Anyway, sounds like your TE finally gave up. Your first post says you measured 30 volts, might double check it. What if a diode (or a few) went in the bridge? Would that explain 30 volts? 

Wild idea, but maybe you are getting AC or some poorly rectified power out. 

Might be worth checking the bridge. 

What do you think George? He did say he measured 30 volts, if it is REALLY 30 volts, then I think this is possible. 

Regards, Greg


----------



## Trains (Jan 2, 2008)

Greg,

Is there away to check the bridge? There has to be something wrong. I would thing you would have 21 volt on the AC side and 30 on the dc side.
How would voltage go up? Not very good at electronics I know just enough to get zapped!


----------



## George Schreyer (Jan 16, 2009)

The output of the bridge rectifier will charge the filter capacitor up to the PEAK value of the AC voltage coming in. Not counting the rectifier drop, than is the (square root of 2) x (the RMS input voltage). This is what is expected. If there is some noise on the input voltage and the power supply is unloaded, you might actually find a somewhat higher voltage. As the load increases, the output voltage will take on a sawtooth look to it as the capacitor discharges between peaks of the AC input.


----------



## Dan Pierce (Jan 2, 2008)

Note that home line voltages can vary from the nominal 117VAC by 10 percent which means the output of a transformer at 21 volts could go as high as 23 volts. 
Now multiply by 1.414 and subtract the diode drop of 1.4 volts for a full wave bridge, or worse yet, a center tapped transformer feed that gives only one diode drop of .7 volts. 

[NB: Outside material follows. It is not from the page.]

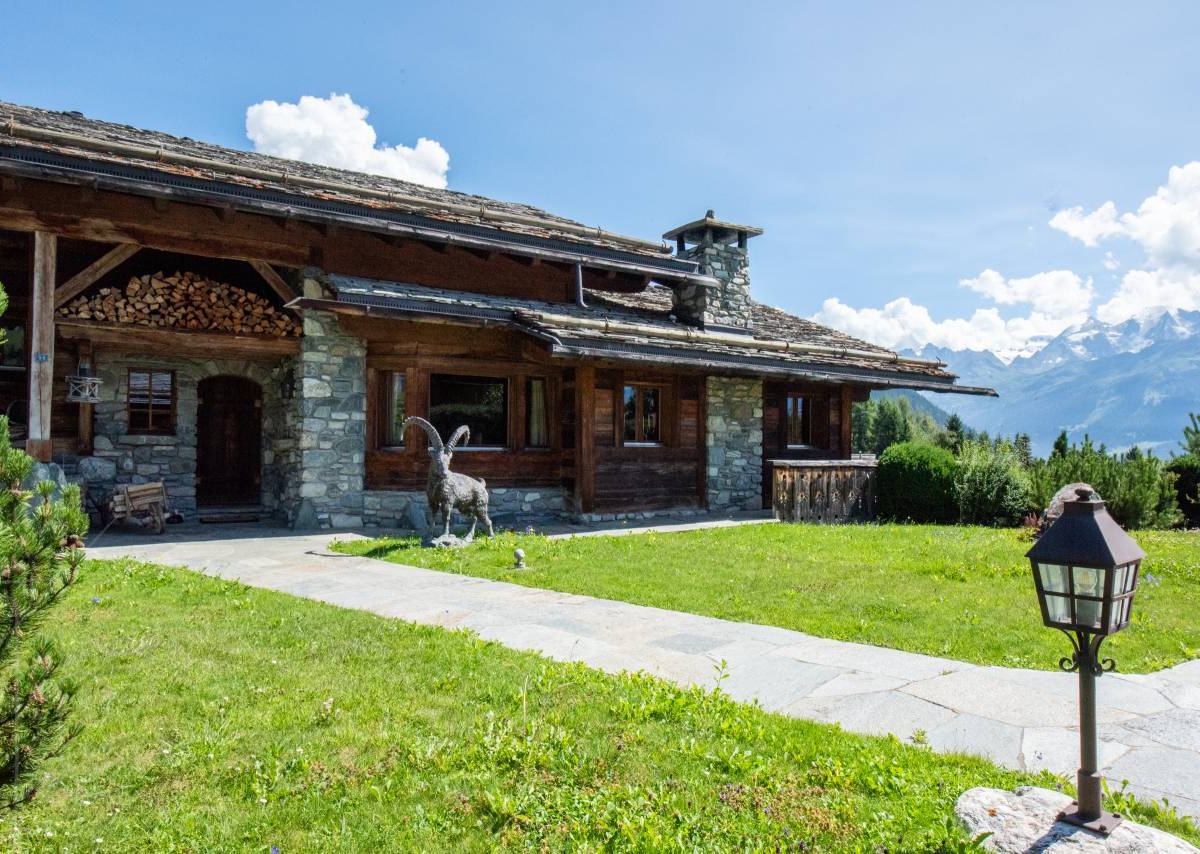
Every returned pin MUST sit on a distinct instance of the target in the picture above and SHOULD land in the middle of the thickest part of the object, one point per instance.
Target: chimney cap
(723, 232)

This is the reason I like regulated supplies. 

Aristo spec on the 55474 and 55475 is 5 to 18 volts. 

You can get away with higher DC voltages, but I personally would never go over 24 volts with this unit.


----------



## Trains (Jan 2, 2008)

Was going to send the TE in, I took it apart and found a 10 amp fuse blown. Got that replaced works good.
Then I opened up the PH hobbies 10 amp power pack. Found the bridge rectifier bad replace it with a Radio Shack
one I had, work good. Hope the two are interchangeable? The old one put out 30 volts the new one puts out 20.5 volts.


----------



## Curmudgeon (Jan 11, 2008)

You got a 10V drop by putting in a RatShack bridge rectumfryer?


----------



## Greg Elmassian (Jan 3, 2008)

I suspect a short in the old rectifier, now corrected. 

Regards, Greg


----------



## Curmudgeon (Jan 11, 2008)

Shorted, bypassing the rectumfrication. 
I suppose a 'scope would have showed a lot.....or at least an AC Voltmeter stuck on the output. 

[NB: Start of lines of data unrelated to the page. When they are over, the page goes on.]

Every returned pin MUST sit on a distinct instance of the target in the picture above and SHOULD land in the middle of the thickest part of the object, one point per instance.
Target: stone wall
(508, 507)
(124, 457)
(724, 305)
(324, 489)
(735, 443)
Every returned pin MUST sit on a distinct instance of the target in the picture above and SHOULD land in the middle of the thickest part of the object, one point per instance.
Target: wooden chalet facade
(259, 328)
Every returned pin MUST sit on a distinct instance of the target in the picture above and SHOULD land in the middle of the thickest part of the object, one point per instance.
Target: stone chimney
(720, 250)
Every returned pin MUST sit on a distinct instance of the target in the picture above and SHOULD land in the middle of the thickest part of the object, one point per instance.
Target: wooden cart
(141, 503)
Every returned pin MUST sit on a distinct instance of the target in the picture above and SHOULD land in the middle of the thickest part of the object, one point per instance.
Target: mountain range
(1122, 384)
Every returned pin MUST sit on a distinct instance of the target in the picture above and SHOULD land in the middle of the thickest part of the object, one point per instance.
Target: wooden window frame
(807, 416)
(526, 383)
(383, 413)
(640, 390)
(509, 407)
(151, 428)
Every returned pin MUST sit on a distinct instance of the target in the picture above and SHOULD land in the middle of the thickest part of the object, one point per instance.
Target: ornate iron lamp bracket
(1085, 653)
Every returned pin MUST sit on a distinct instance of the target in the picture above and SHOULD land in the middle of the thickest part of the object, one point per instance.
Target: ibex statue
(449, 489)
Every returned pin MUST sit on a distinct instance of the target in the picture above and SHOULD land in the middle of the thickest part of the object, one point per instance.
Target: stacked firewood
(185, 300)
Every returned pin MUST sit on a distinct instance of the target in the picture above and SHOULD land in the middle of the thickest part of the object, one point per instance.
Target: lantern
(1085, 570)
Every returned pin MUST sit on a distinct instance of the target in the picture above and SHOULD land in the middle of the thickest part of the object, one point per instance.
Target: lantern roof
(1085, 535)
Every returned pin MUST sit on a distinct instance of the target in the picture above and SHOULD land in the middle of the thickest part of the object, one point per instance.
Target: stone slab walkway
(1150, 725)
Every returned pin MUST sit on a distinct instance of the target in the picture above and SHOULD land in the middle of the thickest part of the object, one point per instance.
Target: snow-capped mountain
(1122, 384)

Not real good for permag motors..........


----------



## Trains (Jan 2, 2008)

I think the rectifier went bad then took out the Train Engineer. The out put of the 
PH should have been about 21 volts.


----------



## Curmudgeon (Jan 11, 2008)

And gave you 30V with AC component


----------



## Greg Elmassian (Jan 3, 2008)

That would be my guess too... a scope is a wonderful thing, don't have to use it often, but for some things it really helps. 

Greg


----------



## Trains (Jan 2, 2008)

Thanks for all the help guys!


----------